Ariel René Jackson is a Black film-based artist whose practice considers land and landscape as sites of internal representation. Themes of transformation are embedded in their interest and application of repurposed imagery and objects, video, sound, and performance. Exploring how culture is inherited, Jackson modifies familial and antique farming, household, and educational tools and furniture, hacking each object’s purpose and meaning with nature-based material and weather based icons. They were born in Louisiana and raised there with their maternal family who descend from generations of farmers. Jackson currently lives and works in Austin, TX where they teach Expanded Media I at The University of Texas at Austin (Alum ‘19). Jackson is an alum of the Skowhegan School of Painting and Sculpture (2019), Royal College of Art Exchange Program (2018), and The Cooper Union (2013). Their work has been shown nationally at various galleries and institutions such as the Dallas Contemporary (2021); Jacob Lawrence Gallery, Seattle (2021); Contemporary Art Center, New Orleans (2018); Depaul Art Museum, Chicago (2018); Rhode Island School of Design Museum (2017); and Studio Museum in Harlem (2016).
Abigail DeVille is a site-specific installation artist that exhibits across the United States and Europe.
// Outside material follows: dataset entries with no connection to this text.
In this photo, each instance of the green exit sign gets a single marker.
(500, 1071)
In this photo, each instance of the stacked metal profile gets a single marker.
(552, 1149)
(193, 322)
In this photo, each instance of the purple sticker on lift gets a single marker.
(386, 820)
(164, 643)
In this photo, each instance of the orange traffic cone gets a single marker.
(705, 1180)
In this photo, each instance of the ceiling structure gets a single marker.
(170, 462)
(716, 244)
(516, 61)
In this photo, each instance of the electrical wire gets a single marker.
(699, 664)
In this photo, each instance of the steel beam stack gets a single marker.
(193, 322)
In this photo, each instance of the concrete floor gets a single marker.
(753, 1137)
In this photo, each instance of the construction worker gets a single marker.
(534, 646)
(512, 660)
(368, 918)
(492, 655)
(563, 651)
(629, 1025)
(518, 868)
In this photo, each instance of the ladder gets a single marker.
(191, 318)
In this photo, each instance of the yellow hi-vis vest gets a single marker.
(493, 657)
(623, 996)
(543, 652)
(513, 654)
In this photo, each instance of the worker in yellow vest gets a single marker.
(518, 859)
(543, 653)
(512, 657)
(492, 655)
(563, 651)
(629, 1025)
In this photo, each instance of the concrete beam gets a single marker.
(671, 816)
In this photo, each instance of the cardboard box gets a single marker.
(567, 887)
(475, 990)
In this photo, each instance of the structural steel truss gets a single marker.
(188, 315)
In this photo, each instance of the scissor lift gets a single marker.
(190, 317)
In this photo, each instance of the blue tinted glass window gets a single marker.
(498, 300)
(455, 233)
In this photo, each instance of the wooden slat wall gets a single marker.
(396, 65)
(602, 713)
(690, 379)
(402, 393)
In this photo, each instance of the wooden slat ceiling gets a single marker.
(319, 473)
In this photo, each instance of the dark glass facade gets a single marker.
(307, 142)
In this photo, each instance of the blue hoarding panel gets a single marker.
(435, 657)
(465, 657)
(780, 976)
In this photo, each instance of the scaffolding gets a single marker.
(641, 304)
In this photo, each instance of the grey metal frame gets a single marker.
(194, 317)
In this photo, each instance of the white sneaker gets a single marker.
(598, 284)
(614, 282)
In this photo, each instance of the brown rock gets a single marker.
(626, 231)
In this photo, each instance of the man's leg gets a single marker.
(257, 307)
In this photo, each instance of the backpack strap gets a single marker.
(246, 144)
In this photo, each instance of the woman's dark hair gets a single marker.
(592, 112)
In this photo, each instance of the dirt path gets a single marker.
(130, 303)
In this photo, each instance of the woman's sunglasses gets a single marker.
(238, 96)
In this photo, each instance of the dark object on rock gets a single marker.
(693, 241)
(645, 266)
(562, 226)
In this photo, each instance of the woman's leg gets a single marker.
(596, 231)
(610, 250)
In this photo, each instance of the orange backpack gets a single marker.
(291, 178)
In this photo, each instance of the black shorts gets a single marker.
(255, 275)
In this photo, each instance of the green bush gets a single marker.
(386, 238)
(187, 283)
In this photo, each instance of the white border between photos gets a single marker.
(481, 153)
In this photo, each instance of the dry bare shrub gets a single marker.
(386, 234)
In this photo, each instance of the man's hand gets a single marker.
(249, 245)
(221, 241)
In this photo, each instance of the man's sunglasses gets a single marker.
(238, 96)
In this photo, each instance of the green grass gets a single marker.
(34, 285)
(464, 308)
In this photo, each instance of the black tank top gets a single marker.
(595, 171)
DeVille received an MFA from Yale University and a BFA from the Fashion Institute of Technology. She is the recipient of the 2014-15 fellowship at the Radcliffe Institute for Advanced Study at Harvard University, the 2015 Creative Capital grant, and the 2015 OBIE Award for Design. DeVille is the 2017-18 Chuck Close Henry W. and Marion T. Mitchell Rome Prize fellow.
DeVille’s work has exhibited as venues including the Institute of Contemporary Art Miami; the Whitney Museum of American Art; the Institute of Contemporary Art Los Angeles; the Studio Museum in Harlem, New York; the Carnegie Museum of Art, Pittsburgh, PA; the Kemper Museum of Contemporary Art, Kansas City; Cooper Gallery at Hutchins Center, Harvard University, Cambridge; Contemporary Art Museum St. Louis; and the Shelley & Donald Rubin Foundation, New York, to name a few. She has designed sets for theatrical productions at venues such as the Stratford Festival (2014), Harlem Stage (2016), La Mama (2015), JACK (2014-16), and Joe’s Pub (2014).